Per le aziende molto si è fatto come infrastrutture,
urbanizzazione e agevolazioni;
per l’edilizia pure: é stato fatto un piano regolatore
che di fatto ha permesso (o meglio dopo la votazione del 20% avrebbe permesso)
agli speculatori di edificare anche
il verde presente nei cimiteri;
per il turismo? Cosa si fa? Cosa si é fatto? E in questo
caso non ci rivolgiamo all’ente turistico, ma parliamo delle responsabilità
politiche;
cerchiamo di fare un breve riassunto:
la scellerata decisione dell’allora comune di Magadino
di creare una discarica d’inerti sul loro suolo avrà ripercussioni dirette e
indirette su molti di noi, oltre alle polveri fini che si cuccano quelli di Quartino, ci renderemo conto bene presto del traffico che andrà a sommarsi a
quello che già satura i collegamenti da e per il Gambarogno
la disastrosa gestione di alcune licenze edili permette
di edificare in situazioni impossibili con l’ausilio di elicotteri, tutto il
giorno a ronzare sopra la nostre teste, sempre sperando che nulla cada sulle
nostre case o scuole
il riordino della parte boschiva a monte della ferrovia
porterà ad avere giornate intere di elicotteri che ci sorvoleranno portando
alberi da un bosco a un qualche deposito, progetto che durerà 10
anni e che prevede di tagliare migliaia e migliaia di piante (progetto già
approvato dal comune e dalle FFS).
e chi di elicotteri proprio non ne può fare a meno
allora che vada al “Sass di sciat”, dove ufficialmente o no…ci sta un piazza di
volo
Ma non é finita, cosa arriva ora appena accettato dal
nostro comune? I famosi barconi del Ferrari!!! Si proprio loro, quelli che
nessuno ha voluto, erano a Alabardia, poi sono andati a Tenero, poi alla foce
del Ticino, e ora? Ora tornano a far bella mostra di se nell’angolo povero del
nostro lago.Non é che ci danno fastidio più di tanto,ma è il sistema che ci
obbliga a una riflessione.Come mai tutti li hanno rifiutati e noi
no?
Triste vero?
E tutto questo per cosa? Per soldi, o per qualche favore di scambio?magari barattando qualche lavoretto stradale?
E tutto questo per cosa? Per soldi, o per qualche favore di scambio?magari barattando qualche lavoretto stradale?

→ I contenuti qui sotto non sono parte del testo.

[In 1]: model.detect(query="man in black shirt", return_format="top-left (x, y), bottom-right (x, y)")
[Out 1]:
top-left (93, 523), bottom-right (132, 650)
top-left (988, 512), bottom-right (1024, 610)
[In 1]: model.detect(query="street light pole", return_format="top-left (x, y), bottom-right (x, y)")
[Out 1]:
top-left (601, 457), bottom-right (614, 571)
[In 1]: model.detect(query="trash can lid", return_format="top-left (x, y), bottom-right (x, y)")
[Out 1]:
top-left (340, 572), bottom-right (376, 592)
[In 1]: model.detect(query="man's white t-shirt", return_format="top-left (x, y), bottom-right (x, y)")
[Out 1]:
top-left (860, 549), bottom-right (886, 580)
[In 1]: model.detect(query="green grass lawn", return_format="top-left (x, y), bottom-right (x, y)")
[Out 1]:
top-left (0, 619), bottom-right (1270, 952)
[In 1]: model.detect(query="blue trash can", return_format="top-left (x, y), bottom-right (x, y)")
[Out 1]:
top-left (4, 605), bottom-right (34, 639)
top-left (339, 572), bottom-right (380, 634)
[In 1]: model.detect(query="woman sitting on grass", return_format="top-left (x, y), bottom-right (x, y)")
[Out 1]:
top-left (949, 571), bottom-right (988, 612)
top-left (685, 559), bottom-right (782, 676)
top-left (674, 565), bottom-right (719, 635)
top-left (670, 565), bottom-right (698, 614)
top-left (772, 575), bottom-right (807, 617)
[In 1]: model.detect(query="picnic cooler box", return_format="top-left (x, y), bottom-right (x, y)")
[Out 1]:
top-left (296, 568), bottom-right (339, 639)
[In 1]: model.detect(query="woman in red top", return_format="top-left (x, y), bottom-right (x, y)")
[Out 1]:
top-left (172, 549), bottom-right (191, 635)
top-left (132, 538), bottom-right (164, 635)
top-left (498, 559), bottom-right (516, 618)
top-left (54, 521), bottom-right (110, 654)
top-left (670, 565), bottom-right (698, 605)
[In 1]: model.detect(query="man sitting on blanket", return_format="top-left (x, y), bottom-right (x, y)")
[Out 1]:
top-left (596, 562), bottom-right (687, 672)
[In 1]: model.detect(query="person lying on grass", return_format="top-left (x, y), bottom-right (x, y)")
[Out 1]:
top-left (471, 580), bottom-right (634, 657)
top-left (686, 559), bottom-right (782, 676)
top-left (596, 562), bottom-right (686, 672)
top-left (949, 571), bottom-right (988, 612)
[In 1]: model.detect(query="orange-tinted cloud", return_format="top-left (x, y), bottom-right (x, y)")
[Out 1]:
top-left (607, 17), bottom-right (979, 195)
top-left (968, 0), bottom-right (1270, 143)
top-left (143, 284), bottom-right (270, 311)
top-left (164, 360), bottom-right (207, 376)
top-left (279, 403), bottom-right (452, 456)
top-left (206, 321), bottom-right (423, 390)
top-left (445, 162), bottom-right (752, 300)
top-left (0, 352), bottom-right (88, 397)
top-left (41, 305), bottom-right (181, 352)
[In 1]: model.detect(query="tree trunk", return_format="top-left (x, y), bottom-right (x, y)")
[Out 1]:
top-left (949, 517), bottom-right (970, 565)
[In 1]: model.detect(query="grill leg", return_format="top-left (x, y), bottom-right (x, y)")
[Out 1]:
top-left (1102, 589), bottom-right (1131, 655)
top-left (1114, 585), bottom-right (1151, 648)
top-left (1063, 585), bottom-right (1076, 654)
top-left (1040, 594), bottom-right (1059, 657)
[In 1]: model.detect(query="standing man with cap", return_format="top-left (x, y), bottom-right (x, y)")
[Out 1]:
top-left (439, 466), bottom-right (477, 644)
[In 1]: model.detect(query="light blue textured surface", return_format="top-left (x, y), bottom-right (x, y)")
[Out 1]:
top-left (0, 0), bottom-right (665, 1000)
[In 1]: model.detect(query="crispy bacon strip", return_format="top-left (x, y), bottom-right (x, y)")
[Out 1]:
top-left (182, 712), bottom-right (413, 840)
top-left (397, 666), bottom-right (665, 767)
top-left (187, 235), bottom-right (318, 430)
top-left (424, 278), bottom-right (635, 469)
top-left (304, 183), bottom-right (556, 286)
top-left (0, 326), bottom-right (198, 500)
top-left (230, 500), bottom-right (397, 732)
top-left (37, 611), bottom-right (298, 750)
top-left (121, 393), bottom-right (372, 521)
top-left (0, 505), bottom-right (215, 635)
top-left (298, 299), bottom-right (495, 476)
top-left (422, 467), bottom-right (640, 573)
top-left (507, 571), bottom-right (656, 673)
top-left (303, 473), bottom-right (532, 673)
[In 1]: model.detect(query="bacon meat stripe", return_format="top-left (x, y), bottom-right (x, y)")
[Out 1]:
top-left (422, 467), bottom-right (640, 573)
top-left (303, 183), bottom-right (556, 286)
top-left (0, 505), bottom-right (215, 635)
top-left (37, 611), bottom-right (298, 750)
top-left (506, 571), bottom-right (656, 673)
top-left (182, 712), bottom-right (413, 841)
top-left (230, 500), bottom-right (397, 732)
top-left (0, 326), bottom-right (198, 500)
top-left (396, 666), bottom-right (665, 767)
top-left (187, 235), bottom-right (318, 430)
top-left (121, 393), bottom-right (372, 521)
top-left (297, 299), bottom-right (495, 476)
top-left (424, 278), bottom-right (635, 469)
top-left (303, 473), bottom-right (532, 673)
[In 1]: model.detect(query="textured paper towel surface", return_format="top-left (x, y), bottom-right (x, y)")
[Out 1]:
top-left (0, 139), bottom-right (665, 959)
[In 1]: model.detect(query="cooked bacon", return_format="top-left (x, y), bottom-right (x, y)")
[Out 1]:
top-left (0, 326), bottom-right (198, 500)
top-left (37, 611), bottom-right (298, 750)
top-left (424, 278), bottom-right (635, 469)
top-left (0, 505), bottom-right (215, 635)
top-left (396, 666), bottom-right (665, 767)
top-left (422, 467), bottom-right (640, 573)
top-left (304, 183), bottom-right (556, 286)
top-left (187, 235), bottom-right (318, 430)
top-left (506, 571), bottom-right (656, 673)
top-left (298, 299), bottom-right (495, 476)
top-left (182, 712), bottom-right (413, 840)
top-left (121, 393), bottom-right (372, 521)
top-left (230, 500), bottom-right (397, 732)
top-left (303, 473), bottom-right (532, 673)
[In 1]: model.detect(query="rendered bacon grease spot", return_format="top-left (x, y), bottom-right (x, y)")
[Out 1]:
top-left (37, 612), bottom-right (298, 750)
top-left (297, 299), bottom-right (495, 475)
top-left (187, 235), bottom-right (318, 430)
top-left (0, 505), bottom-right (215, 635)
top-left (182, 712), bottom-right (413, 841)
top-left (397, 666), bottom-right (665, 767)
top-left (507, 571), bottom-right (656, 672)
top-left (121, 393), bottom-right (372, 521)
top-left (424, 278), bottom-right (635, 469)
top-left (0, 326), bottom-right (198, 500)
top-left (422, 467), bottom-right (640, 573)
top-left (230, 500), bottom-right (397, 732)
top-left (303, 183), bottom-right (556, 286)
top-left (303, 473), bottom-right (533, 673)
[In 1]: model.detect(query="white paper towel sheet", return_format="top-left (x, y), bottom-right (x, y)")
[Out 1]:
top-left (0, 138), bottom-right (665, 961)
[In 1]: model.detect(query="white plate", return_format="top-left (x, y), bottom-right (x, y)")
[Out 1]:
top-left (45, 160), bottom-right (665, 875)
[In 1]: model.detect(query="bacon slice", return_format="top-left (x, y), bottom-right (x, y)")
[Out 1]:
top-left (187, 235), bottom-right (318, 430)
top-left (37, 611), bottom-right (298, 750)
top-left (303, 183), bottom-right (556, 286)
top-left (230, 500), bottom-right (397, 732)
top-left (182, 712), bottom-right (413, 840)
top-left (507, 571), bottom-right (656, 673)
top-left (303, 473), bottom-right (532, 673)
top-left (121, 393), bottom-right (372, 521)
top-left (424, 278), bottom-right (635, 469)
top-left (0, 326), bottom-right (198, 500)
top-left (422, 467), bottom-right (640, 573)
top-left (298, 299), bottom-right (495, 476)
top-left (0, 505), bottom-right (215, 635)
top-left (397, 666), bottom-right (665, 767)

Discariche d’inerti, elicotteri, in quantità
industriali, per costruire, per depositare materiale o per tagliare boschi,
barconi Ferrari, da tutti rifiutati,Treni merci con veleni impossibili , e poi
cosa ci toccherà ancora? il Gambarogno, riviera turistica!.
Si dovrebbe almeno aver il coraggio di
chiamarlo Gambarogno discarica Industriale e per pochi intimi.